Я подошёл к продавцам поближе.

– Сами лепите, или как?

Старуха заинтересованно подняла голову. Но ответила за бабку девочка:

– Нет, дяденька, это реликвия. Ещё бабулин свёкор лепил. Он и горшки делал.

– Свёкор то в Саратове жил, или ещё где? – продолжал спрашивать я.

– В Саратове, в Саратове, на Белоглинской, – закивала головой бабка.

– Ты смотри, какое название говорящее! – не отставал я.– Игрушку, значит, лепили на Белоглинской улице? А почему улица так называется?

– Я этого не знаю, – обстоятельно ответила старушка, – но свёкор там жил и игрушки лепил, а Ульяна, его жена, торговала ими на «Пешке» и здесь, на Сенном… может, купите, а? Если уж так стариной интересуетесь…

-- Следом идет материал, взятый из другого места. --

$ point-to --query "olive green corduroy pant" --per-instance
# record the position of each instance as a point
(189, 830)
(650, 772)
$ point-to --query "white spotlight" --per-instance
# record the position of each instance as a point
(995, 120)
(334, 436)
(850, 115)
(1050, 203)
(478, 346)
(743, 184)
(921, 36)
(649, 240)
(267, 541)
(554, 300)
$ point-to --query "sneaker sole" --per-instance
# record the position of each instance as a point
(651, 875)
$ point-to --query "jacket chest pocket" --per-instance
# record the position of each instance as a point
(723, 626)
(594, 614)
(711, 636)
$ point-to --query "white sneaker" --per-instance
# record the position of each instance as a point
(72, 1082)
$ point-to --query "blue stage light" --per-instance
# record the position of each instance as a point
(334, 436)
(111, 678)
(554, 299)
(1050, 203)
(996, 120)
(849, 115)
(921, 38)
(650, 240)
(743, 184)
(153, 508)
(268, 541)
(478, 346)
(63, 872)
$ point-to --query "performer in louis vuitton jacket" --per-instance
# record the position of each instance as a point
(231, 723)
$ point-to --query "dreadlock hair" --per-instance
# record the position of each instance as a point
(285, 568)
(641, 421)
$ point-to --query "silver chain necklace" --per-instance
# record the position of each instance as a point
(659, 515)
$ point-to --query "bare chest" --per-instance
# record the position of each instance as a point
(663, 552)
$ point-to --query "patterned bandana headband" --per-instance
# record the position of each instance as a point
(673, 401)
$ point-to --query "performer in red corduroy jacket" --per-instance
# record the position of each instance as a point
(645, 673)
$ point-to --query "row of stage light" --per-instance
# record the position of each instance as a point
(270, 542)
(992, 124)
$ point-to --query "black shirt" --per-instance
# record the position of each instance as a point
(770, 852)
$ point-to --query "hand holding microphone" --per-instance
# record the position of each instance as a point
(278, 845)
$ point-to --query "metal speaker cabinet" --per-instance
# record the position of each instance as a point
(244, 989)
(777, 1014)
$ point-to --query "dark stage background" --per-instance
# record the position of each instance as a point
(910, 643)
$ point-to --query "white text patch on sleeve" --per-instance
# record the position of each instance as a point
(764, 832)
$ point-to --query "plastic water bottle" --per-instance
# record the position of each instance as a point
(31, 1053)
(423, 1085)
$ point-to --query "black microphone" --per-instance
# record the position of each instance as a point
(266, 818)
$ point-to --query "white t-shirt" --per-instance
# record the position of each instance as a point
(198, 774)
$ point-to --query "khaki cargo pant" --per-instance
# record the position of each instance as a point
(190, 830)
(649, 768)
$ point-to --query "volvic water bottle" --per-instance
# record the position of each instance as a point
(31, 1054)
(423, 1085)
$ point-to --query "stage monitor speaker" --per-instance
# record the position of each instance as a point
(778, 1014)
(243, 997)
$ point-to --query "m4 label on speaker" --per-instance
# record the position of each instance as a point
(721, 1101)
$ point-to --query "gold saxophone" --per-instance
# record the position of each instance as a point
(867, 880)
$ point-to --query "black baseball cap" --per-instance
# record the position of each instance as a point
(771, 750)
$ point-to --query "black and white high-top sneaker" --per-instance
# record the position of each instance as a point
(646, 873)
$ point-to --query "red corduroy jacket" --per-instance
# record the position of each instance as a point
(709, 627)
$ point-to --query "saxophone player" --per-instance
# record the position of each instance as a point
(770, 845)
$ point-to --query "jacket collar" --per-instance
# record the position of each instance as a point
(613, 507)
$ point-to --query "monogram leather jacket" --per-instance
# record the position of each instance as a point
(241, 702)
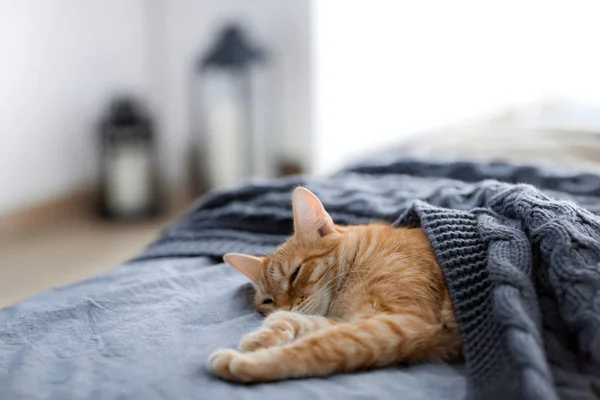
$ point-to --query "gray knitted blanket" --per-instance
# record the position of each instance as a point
(522, 261)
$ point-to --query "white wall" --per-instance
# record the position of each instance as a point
(386, 69)
(59, 62)
(61, 59)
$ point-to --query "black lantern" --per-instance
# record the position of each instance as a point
(231, 146)
(128, 164)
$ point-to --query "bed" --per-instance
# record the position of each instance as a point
(145, 329)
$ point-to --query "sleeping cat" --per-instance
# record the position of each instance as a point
(341, 298)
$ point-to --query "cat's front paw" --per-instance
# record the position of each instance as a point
(275, 333)
(234, 366)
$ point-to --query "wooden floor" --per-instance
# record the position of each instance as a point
(66, 251)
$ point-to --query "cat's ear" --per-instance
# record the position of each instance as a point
(310, 217)
(247, 265)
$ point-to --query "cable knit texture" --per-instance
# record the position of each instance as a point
(522, 264)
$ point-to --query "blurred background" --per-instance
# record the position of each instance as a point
(116, 114)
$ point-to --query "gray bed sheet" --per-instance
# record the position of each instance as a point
(145, 330)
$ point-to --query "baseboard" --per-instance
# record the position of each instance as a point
(75, 203)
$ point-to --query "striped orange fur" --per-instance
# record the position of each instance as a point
(341, 299)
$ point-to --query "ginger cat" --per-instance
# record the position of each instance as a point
(341, 298)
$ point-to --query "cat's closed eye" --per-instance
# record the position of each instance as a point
(295, 274)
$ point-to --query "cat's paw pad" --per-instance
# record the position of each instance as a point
(275, 334)
(231, 365)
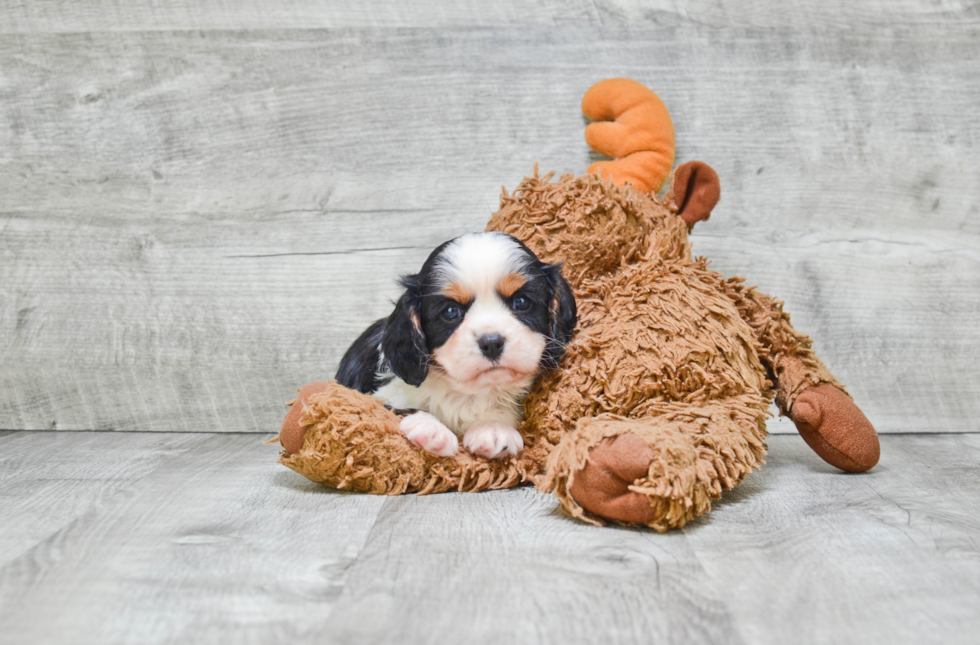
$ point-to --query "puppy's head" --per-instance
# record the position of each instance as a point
(482, 311)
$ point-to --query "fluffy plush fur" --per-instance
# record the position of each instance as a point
(660, 400)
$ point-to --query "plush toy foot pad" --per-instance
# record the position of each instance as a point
(602, 486)
(836, 429)
(291, 434)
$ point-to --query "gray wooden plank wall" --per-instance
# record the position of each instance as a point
(200, 207)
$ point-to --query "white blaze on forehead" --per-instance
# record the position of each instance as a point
(479, 261)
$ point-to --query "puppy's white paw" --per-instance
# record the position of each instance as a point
(492, 440)
(429, 434)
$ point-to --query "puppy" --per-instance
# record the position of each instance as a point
(465, 342)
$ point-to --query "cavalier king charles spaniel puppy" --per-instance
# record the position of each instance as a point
(464, 344)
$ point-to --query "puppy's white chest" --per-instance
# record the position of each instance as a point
(457, 410)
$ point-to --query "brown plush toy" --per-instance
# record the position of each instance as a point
(660, 401)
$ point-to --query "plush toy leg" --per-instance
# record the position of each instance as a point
(350, 441)
(661, 472)
(806, 391)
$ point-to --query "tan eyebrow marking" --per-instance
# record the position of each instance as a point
(510, 283)
(458, 292)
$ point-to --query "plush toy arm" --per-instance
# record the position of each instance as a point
(806, 391)
(343, 439)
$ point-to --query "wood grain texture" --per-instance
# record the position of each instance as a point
(198, 217)
(198, 538)
(219, 545)
(144, 15)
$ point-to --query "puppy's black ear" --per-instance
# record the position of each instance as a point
(403, 341)
(562, 315)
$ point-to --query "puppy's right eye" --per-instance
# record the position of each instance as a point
(452, 313)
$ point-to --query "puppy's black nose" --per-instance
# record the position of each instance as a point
(492, 345)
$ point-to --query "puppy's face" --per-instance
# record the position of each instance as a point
(482, 311)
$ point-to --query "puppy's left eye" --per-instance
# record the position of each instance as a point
(452, 313)
(520, 303)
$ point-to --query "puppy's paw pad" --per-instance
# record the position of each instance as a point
(493, 440)
(429, 434)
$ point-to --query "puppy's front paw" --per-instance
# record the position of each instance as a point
(492, 440)
(429, 434)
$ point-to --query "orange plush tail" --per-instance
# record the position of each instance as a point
(634, 128)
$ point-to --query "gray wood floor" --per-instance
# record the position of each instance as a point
(181, 538)
(203, 204)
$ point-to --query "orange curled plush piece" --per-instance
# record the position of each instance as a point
(633, 127)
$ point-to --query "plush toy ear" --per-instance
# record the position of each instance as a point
(696, 190)
(403, 341)
(562, 315)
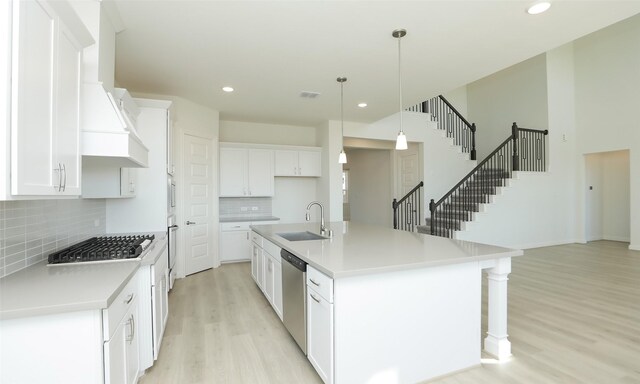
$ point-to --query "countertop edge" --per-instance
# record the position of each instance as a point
(403, 267)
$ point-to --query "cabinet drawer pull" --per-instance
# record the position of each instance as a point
(128, 299)
(64, 184)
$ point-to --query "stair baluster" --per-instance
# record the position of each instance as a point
(406, 211)
(524, 150)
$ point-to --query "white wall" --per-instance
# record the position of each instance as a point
(329, 190)
(370, 185)
(246, 132)
(32, 229)
(516, 94)
(616, 214)
(538, 208)
(194, 119)
(607, 76)
(443, 163)
(291, 197)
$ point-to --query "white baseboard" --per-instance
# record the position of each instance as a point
(616, 238)
(546, 244)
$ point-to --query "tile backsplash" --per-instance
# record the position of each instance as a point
(31, 230)
(245, 206)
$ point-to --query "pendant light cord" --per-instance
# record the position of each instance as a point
(342, 111)
(400, 80)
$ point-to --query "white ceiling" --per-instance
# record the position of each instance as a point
(270, 51)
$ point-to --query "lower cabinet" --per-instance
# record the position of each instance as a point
(120, 327)
(236, 242)
(266, 270)
(159, 300)
(121, 350)
(320, 324)
(273, 282)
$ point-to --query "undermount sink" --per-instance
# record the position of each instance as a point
(301, 236)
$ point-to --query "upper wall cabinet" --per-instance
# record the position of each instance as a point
(246, 172)
(43, 142)
(298, 163)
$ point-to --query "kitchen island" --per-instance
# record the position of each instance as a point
(399, 307)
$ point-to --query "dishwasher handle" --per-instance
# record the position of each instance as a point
(294, 260)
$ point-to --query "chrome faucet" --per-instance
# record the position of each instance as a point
(323, 230)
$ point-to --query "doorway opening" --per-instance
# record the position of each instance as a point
(374, 174)
(608, 196)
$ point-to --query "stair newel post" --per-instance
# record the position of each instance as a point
(514, 135)
(394, 205)
(432, 209)
(473, 141)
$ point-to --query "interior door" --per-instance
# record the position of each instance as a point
(199, 195)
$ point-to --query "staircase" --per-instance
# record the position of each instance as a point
(523, 150)
(451, 122)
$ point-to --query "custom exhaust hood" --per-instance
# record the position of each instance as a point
(109, 114)
(108, 132)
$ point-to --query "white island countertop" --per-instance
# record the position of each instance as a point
(42, 289)
(359, 249)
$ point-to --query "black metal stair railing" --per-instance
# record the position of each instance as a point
(451, 121)
(406, 211)
(523, 150)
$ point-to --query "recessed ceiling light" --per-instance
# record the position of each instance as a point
(538, 7)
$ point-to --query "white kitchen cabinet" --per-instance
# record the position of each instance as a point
(120, 325)
(235, 244)
(246, 172)
(266, 270)
(257, 265)
(45, 159)
(320, 327)
(121, 350)
(298, 163)
(159, 300)
(154, 307)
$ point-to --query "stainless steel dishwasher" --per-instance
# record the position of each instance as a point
(294, 297)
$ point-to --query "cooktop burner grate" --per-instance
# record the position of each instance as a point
(103, 248)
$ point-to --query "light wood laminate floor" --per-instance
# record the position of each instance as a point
(574, 317)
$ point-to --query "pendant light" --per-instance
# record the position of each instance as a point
(401, 141)
(342, 159)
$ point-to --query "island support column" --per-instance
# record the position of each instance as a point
(497, 343)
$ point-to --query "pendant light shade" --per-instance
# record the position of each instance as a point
(401, 141)
(342, 159)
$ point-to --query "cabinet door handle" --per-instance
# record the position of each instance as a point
(133, 327)
(59, 170)
(64, 185)
(132, 324)
(128, 299)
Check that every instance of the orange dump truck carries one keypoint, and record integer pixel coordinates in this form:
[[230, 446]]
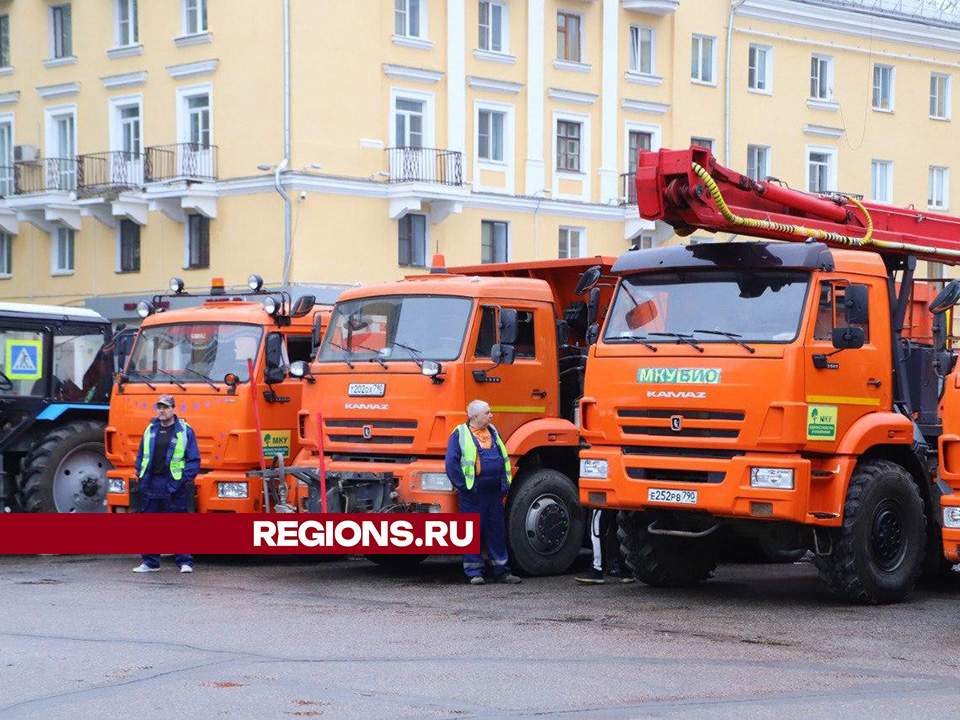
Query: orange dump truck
[[200, 356], [399, 364], [777, 390]]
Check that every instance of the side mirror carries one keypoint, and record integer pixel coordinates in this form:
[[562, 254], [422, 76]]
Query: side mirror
[[856, 302], [303, 305], [503, 354], [589, 278], [849, 338], [508, 326]]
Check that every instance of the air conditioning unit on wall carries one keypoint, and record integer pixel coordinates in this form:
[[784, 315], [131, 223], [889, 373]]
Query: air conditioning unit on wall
[[26, 153]]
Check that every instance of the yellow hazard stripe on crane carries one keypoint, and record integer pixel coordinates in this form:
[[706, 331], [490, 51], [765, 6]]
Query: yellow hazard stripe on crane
[[841, 400]]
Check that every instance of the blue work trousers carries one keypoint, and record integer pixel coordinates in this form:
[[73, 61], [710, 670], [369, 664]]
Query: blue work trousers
[[493, 533]]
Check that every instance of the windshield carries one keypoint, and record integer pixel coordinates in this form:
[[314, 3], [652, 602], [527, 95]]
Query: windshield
[[396, 327], [708, 305], [193, 353]]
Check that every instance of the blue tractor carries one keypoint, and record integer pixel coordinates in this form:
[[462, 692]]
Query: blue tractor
[[56, 372]]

В её голосе было столько неподдельного сожаления о том, что она вот так здесь стоит, презрев былую гордость, и буквально умоляет покупателей подойти к её мешковине. Что я даже головой покачал.

– Посмотрите: нигде не битая. А вот козёл с пёсиком, те – да, калеки, – проговорила она, протягивая мне конька.

Я взял игрушку в руки. Ладони сразу ощутили тепло нагретой на солнце глины. Конёк был золотистый, очень старый; чёрный глаз его ретиво косил в мою сторону. Местами сохранившаяся на гриве тёмная краска показывала, что вещь довольно старая.

– Не подмоченные, – расхваливала старушка товар, поднимая с мешковины козла и баранчика.

– Не подмоченные? Не обожжённые, что ли? Раз воды боятся…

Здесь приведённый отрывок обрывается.